Part 2 of a series. Part 1 covered why AI agents need a Context Graph, not a vector store. This part covers how you actually build one — from zero documents to a self-populating graph that gets smarter with every event.
The Reasoning Evaporation Problem
Part 1 described a Context Graph as a system that remembers decisions, tracks outcomes, and learns from experience. If you read that and thought “great, but how does the decision get into the graph in the first place?” — this post is the answer.
The harder question is not how to query a context graph. It is how to populate one without turning it into a second job for the people it is meant to help.
Consider what happens right now in a typical engineering organisation on a typical day:
A developer opens a conversation with an AI coding assistant.
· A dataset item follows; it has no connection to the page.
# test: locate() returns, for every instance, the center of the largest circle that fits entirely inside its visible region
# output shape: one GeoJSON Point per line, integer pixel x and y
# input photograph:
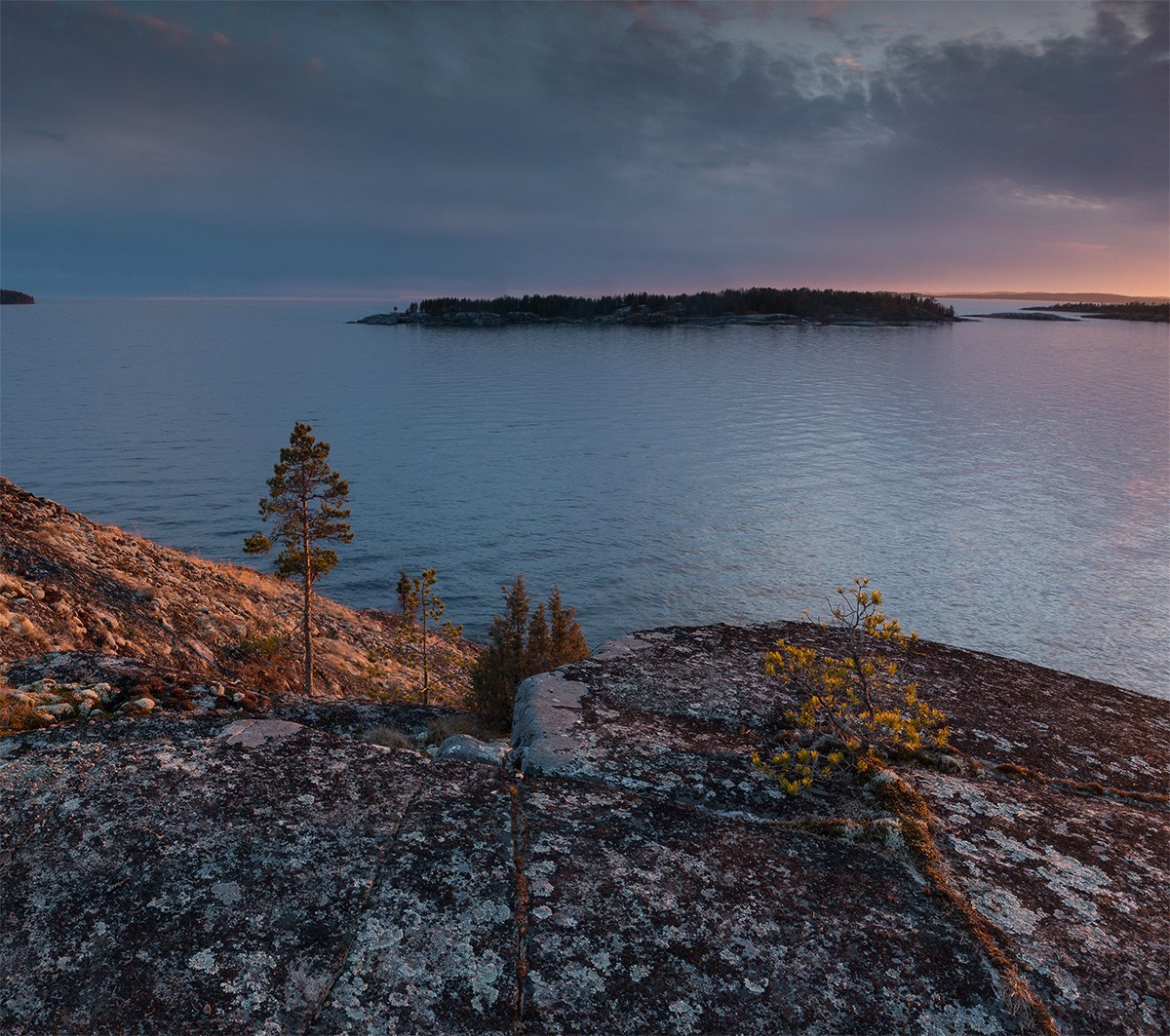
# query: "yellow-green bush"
{"type": "Point", "coordinates": [858, 711]}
They spend forty minutes working through a tricky authentication refactor — exploring three approaches, ruling out two for good reasons, settling on one, implementing it, fixing an edge case, and committing the result. The commit message says “refactor auth token handling.” That is all that survives. The forty minutes of reasoning — the approaches considered, the tradeoffs made, the edge case found — evaporates the moment the session closes.
Multiply that by every developer, every day, across every tool they use: coding assistants, Slack threads, design discussions, incident post-mortems, sprint planning calls. An enormous volume of reasoning happens continuously, and almost none of it persists anywhere searchable.
What gets preserved today
What you need six months later
“Why is it like this?”
“Who decided this and what were the alternatives?”
“What went wrong last time we tried a different approach?”
None of these are answered by the output alone.
This is the reasoning evaporation problem. It is not a storage problem — disk is cheap. It is a capture friction problem. Asking developers to write structured decision records after every session is asking them to do the work twice. Nobody does it consistently. So the reasoning evaporates.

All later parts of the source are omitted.